The same year, PRIDE was released, a complete departure from anything he’d done before. For starts, he was singing, and to go along with the lyrics sheet was an explicit lyrics warning sticker. Songs like “Bitch” (of which there were two versions), “High Times Living,” and “Nights Wasted Away” were straight out angst-ridden mainstream rock with an eclectic flair. The upbeat “Revolution” was a departure from the abnorm, featuring slide guitar and a twangy back beat. Critics were baffled, only the die-hard fans got it and therefore sales were considerably lessthan expected, radio play was non-existent, and kids’ parents were outraged that the wholesome fiddle player from Cape Breton was trying to sway young listeners with rock and roll songs about sex and drugs.

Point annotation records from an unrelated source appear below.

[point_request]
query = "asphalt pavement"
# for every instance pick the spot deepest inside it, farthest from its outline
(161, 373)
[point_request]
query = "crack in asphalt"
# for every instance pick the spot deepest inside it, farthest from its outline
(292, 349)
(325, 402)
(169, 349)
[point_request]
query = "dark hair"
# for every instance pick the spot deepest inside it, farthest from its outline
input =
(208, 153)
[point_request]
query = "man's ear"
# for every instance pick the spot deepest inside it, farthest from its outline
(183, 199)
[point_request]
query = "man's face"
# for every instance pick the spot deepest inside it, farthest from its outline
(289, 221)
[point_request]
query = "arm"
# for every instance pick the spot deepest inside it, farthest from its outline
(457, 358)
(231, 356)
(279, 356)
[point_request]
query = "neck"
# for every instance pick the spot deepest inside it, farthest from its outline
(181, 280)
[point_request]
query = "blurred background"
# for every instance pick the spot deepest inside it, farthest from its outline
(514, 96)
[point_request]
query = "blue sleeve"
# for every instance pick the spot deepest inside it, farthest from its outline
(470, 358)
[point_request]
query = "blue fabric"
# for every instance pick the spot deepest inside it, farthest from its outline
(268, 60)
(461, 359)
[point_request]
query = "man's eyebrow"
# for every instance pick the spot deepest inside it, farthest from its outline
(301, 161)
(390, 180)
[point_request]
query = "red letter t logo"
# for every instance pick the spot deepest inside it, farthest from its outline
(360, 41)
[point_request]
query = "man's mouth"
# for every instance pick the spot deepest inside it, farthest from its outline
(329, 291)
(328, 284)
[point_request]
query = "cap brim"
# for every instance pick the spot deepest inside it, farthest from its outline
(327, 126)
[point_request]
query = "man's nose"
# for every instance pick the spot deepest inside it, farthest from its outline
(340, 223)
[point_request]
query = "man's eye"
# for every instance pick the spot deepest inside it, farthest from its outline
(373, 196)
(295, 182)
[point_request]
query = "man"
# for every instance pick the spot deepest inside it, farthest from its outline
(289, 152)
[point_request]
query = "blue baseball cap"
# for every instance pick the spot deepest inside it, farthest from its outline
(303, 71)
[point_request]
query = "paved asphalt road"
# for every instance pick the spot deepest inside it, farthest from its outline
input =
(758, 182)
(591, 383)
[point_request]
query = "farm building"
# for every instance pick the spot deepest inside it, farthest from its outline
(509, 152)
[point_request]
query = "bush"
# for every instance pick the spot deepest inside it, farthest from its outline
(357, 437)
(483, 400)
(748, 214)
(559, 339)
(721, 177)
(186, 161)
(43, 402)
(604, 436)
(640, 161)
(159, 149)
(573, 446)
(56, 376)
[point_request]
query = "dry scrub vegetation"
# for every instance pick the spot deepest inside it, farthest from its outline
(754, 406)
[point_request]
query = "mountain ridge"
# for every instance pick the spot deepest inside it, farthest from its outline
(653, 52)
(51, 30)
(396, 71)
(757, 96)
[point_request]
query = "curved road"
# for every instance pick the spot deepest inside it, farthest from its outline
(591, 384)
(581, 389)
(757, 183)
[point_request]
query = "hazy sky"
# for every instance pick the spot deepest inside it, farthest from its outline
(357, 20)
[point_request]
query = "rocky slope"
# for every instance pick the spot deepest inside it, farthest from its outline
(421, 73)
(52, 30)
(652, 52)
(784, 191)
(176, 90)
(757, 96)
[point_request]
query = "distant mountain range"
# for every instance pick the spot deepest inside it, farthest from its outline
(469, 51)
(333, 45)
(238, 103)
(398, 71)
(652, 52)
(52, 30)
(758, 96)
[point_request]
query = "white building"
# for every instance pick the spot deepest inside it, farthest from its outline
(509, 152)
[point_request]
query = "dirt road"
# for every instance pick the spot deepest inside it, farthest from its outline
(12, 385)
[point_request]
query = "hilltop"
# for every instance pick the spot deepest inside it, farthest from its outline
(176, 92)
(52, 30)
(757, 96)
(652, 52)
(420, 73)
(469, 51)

In ’06 a three-year old show he did for Bravo! was re-released on DVD as part of the Much More Retro’s “Live at the Rehearsal Hall” series. Along with all his biggest hits performed live, the DVD also included three music videos previously unreleased. That same year, he announced his candidacy for the leadership of the Liberal Party of Canada, and naturally denied it was a publicity stunt. Three months later he announced his withdrawal from the race.

His self-titled 2007 album was met with slightly more critical favour than its predecessor, toned down and a little more accessible. Songs like the lead-off “Cello Song” with its fiddle solo, “Mull of Kintyre,” and the Gaelic chorus on “To America We Go” had MacIsaac going back to his roots to a degree. But the record was still another attempt at the pop world, fusing traditional Maritime melodies with a more mainstream approach. “Lay Me Down” is power ballad that highlights his vocal stylings, as was the case with the power pounding “I Don’t Need This.”

THE BEST OF ASHLEY MACISAAC followed in ’08, and in 2010, MacIsaac wrote the single, “Dreams,” the proceeds of which were given to Kwame Nkrumah-Acheampong, the first Ghanaian athlete (skier) ever to compete in the Winter Olympics. Along with other supporting musicians, Nkrumah-Acheampong himself participated in the recording, playing traditional percussion from his native land. MacIsaac also performed it when he was on stage at the opening ceremonies for the 2010 Olympic Games in Vancouver.

Without a label, he formed his own So Plaid Music Group, and released his new album, CROSSOVER, in the fall of 2011. It was highlighted by a re-energized artist ready to return to his roots, albeit with a focus of gaining a bigger share of the mainstream audience in mind. “King Is Back” was filled with bar-room styled piano riffs, “Looking Glass,” “My CB Home,” and “D-Troi-D” were heralded by the critics for the fiddle worked in between the guitar solos, and the album was generally well-received, but still failed to reach the gold plateau.